Meldung vom 19.07.2020

Da steht ein Pferd im Wald

Wie beim Holzfällen der Boden geschont werden kann

Sichtbar entspannt lässt sich Edda gefallen, dass Hartmut Bischoff sie mit einem Mittel einsprüht, welches Mücken und Bremsen fernhalten soll, davon gibt es im Wald schließlich genug.
Edda ist ein Pferd der Rasse Schwarzwälder Füchse. Sie ist 12 Jahre alt und "kein Tier zum Kuscheln", so Bischoff, "sondern ein Arbeitspferd".
Hartmut Bischoff (68) aus Franzburg ist Rentner und der einzige Pferderücker für alle drei Altkreise rund um Stralsund. In ganz Mecklenburg-Vorpommern gäbe es nur insgesamt fünf, die diese sehr seltene, spannende und zugleich bodenschonende Arbeit professionell beherrschen. Und "man muss es wollen".

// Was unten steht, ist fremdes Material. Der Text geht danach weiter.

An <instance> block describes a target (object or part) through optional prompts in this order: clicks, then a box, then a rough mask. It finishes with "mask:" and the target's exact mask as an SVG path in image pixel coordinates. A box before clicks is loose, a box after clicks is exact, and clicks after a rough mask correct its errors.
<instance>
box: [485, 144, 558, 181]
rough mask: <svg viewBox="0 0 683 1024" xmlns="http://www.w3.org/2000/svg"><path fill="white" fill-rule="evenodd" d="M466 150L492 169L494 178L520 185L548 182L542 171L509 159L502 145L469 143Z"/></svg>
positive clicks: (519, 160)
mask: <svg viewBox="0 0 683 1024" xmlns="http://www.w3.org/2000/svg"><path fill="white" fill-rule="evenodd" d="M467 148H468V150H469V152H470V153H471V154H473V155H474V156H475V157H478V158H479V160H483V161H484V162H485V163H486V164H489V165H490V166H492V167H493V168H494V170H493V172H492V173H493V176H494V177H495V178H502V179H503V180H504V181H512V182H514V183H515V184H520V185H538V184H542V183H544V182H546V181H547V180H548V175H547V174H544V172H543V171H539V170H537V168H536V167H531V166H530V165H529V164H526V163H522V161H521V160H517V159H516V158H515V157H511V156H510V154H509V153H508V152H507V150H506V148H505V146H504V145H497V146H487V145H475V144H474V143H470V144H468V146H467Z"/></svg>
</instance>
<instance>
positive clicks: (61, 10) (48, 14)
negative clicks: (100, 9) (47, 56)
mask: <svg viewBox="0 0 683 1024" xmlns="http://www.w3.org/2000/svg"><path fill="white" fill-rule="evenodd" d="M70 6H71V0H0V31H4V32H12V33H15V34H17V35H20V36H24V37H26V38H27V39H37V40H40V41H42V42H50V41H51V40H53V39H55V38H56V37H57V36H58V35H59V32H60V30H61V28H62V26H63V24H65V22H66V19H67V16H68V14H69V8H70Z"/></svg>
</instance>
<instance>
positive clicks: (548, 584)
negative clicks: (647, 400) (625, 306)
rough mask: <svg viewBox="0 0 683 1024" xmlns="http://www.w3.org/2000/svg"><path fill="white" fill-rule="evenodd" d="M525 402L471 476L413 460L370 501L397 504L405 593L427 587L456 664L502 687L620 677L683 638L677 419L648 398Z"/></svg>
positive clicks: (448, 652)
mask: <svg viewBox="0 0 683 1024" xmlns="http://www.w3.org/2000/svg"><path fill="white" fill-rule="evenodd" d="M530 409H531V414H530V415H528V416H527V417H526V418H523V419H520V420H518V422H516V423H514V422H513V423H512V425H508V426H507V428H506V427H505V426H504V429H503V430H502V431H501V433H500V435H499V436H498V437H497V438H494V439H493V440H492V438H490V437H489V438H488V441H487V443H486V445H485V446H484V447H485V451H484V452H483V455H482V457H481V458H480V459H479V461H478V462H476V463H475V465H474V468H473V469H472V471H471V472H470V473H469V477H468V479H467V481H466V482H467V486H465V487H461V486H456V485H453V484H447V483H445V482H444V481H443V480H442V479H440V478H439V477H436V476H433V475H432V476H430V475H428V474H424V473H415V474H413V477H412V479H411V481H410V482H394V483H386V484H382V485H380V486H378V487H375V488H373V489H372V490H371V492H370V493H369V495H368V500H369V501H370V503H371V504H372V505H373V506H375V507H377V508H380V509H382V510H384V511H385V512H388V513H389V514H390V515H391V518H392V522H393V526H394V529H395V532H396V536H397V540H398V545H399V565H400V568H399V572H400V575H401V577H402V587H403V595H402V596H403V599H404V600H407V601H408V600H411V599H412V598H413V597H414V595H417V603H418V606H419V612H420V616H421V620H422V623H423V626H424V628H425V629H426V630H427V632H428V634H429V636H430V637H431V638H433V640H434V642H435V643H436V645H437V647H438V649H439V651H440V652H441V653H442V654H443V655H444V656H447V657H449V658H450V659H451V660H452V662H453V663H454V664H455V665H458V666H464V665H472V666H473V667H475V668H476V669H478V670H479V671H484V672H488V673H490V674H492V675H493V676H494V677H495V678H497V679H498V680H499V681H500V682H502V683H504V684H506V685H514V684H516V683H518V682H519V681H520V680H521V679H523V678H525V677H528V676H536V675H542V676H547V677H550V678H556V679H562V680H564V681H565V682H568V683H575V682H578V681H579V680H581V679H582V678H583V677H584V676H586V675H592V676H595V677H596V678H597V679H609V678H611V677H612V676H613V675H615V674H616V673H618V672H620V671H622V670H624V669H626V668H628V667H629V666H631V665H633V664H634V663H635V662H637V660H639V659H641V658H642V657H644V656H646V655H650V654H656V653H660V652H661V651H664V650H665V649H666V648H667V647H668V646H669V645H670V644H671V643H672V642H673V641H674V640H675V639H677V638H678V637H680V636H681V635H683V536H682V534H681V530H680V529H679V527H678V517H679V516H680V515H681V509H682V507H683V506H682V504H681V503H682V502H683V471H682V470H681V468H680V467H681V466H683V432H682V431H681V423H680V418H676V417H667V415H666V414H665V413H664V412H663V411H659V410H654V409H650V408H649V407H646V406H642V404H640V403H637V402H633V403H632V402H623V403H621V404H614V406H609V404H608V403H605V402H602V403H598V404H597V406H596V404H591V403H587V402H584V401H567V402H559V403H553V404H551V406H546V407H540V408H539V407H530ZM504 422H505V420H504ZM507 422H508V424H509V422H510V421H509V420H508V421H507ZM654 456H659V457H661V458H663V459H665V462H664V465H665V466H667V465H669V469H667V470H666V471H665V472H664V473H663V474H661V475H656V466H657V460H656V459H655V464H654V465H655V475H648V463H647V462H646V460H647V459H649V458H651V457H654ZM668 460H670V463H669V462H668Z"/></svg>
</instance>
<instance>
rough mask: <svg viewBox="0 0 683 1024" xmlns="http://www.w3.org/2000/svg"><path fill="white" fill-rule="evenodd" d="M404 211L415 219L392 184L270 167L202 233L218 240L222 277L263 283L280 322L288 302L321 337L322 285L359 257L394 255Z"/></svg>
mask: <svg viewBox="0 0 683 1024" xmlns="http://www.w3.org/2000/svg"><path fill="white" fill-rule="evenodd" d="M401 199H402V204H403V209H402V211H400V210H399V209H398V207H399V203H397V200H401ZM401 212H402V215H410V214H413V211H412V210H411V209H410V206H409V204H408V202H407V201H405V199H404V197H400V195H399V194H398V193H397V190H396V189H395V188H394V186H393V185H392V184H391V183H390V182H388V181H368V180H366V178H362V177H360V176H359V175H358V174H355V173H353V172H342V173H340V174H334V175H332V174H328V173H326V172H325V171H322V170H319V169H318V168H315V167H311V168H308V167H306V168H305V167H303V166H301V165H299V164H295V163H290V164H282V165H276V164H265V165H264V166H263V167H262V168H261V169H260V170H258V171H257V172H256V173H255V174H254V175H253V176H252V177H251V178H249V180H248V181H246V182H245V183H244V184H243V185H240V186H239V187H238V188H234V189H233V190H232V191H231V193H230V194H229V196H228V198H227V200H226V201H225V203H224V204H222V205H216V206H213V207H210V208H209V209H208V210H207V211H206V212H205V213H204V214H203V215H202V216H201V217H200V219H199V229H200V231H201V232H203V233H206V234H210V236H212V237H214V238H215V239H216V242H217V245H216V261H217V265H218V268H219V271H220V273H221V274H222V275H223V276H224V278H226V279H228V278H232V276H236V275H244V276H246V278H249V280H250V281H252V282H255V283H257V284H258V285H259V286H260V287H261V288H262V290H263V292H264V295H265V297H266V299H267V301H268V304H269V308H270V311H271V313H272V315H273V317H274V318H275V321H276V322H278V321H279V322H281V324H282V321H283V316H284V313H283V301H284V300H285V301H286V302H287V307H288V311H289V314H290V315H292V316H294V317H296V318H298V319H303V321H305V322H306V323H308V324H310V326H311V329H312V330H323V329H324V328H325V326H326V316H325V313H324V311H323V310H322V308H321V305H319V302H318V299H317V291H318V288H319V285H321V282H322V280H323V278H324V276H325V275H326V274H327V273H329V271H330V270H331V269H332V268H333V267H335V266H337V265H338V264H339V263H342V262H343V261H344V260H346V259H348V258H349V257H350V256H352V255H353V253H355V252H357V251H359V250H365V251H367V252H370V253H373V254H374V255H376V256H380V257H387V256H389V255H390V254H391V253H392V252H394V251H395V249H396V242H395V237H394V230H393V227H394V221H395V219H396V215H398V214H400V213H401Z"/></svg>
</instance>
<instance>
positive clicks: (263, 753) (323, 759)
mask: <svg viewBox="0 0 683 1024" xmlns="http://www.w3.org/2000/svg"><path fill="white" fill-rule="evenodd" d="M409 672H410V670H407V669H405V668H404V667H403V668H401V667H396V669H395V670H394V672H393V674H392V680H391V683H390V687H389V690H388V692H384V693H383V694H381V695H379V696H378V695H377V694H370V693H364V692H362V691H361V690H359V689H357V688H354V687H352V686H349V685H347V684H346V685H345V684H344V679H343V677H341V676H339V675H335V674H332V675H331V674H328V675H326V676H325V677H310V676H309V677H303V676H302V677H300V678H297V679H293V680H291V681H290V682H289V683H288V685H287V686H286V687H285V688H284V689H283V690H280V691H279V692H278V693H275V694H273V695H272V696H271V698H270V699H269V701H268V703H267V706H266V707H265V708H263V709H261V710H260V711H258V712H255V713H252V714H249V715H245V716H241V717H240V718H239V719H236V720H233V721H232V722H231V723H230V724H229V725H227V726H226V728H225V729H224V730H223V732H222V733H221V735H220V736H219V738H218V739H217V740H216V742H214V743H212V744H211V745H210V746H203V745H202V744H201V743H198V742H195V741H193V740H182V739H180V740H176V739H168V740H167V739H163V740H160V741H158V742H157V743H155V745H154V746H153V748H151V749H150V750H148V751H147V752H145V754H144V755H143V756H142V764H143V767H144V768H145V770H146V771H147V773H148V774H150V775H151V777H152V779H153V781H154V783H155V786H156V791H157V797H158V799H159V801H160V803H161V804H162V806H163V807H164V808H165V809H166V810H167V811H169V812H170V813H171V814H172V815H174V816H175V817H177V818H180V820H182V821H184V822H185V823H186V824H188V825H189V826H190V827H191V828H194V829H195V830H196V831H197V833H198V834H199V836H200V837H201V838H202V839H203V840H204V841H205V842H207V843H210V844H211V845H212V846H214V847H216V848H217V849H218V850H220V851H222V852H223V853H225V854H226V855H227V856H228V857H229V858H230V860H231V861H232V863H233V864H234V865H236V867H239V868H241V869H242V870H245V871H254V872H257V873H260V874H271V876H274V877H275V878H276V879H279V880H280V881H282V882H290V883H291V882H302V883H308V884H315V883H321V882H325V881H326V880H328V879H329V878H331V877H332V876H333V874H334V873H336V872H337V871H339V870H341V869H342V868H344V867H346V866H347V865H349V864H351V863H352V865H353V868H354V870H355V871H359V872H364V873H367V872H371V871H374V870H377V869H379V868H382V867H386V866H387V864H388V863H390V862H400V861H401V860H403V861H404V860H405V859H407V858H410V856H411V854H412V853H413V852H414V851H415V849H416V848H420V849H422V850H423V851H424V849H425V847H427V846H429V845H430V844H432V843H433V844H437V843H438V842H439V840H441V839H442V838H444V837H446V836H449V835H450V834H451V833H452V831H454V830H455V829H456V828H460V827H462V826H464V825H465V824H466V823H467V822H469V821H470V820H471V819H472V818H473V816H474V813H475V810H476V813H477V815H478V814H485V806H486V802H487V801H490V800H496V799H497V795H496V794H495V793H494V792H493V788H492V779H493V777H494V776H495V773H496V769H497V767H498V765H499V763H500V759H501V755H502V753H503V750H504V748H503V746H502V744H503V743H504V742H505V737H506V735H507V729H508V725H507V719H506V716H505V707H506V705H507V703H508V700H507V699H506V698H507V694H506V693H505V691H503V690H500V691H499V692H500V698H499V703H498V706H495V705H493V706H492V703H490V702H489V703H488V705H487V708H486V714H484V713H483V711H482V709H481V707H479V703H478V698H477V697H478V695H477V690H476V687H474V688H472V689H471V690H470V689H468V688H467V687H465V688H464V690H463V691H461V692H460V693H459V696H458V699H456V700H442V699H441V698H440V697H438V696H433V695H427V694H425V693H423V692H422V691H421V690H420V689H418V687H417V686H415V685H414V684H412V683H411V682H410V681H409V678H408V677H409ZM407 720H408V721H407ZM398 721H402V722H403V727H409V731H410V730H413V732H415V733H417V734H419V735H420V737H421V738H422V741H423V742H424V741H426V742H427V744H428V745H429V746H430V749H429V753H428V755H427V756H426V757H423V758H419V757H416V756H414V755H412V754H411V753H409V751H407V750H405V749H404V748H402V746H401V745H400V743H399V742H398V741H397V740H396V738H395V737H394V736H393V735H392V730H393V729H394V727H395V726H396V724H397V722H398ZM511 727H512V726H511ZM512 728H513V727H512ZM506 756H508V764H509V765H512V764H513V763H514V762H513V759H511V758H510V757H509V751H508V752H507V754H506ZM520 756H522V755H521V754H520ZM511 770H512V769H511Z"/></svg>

Das feine Pilzgeflecht bleibt erhalten
Dass Bischoff sein Handwerk bestens beherrscht, stellt er unmittelbar nach dem Einsprühen von Edda unter Beweis. Bevor das etwa 1,60 Meter hohe Arbeitstier und der Pferderücker im Unterholz verschwinden, gibt es mit Thomas Struwe eine Kurzbesprechung. Der Mitarbeiter der Stadtverwaltung ist unter anderem zuständig für den ca. 64 Hektar großen Stadtwald am Moorteich. Der Wald wird aktuell von umgestürzten und gefällten Bäumen beräumt, teilweise mit einer Arbeitsmaschine und eben mit dem Pferd. Beide Fachmänner besprechen, an welchen Stellen Baumstämme herausgezogen werden sollen.
Struwe erklärt dazu: "Es gibt keine bodenschonendere Methode als die des Pferderückens, um die schweren Stämme aus dem Wald zum Weg zu transportieren. Eine Bodenverdichtung findet nur punktuell statt, ein schweres Fahrzeug würde tiefe Rillen in den Boden drücken und das feine Wurzel- und Pilzgeflecht, über das die Bäume miteinander verbunden sind, langfristig stören." Einige Stämme verbleiben dabei als Biotopholz bewusst im Wald und werden nicht gerückt.

Edda hört auf's Wort
"Links!", "Rechts!", "Stopp!" hallt es durch den Wald. Das imposante Arbeitstier hört auf jedes Wort. Unmittelbar! Bis das tadellos klappte, dauerte das Training dafür übrigens etwa fünf Jahre, so der Franzburger.
Neben einem dicken Baumstamm stoppt das Pferd, der Pferderücker legt eine Kette um den Stamm und gibt Kommandos. Nur wenig später liegt der Stamm direkt am Wegesrand zur Abholung bereit. Das Ganze wiederholt sich mehrere Male, bis eine erste Pause eingelegt wird.
Dabei sind Struwe, Bischoff und Edda aber nicht allein. Radfahrer, Läufer und Wanderer schauen beim Vorbeifahren und -gehen interessiert zu. Sie bleiben stehen und staunen, wie eine Pferdestärke die dicken und großen Stämme aus dem Unterholz zieht.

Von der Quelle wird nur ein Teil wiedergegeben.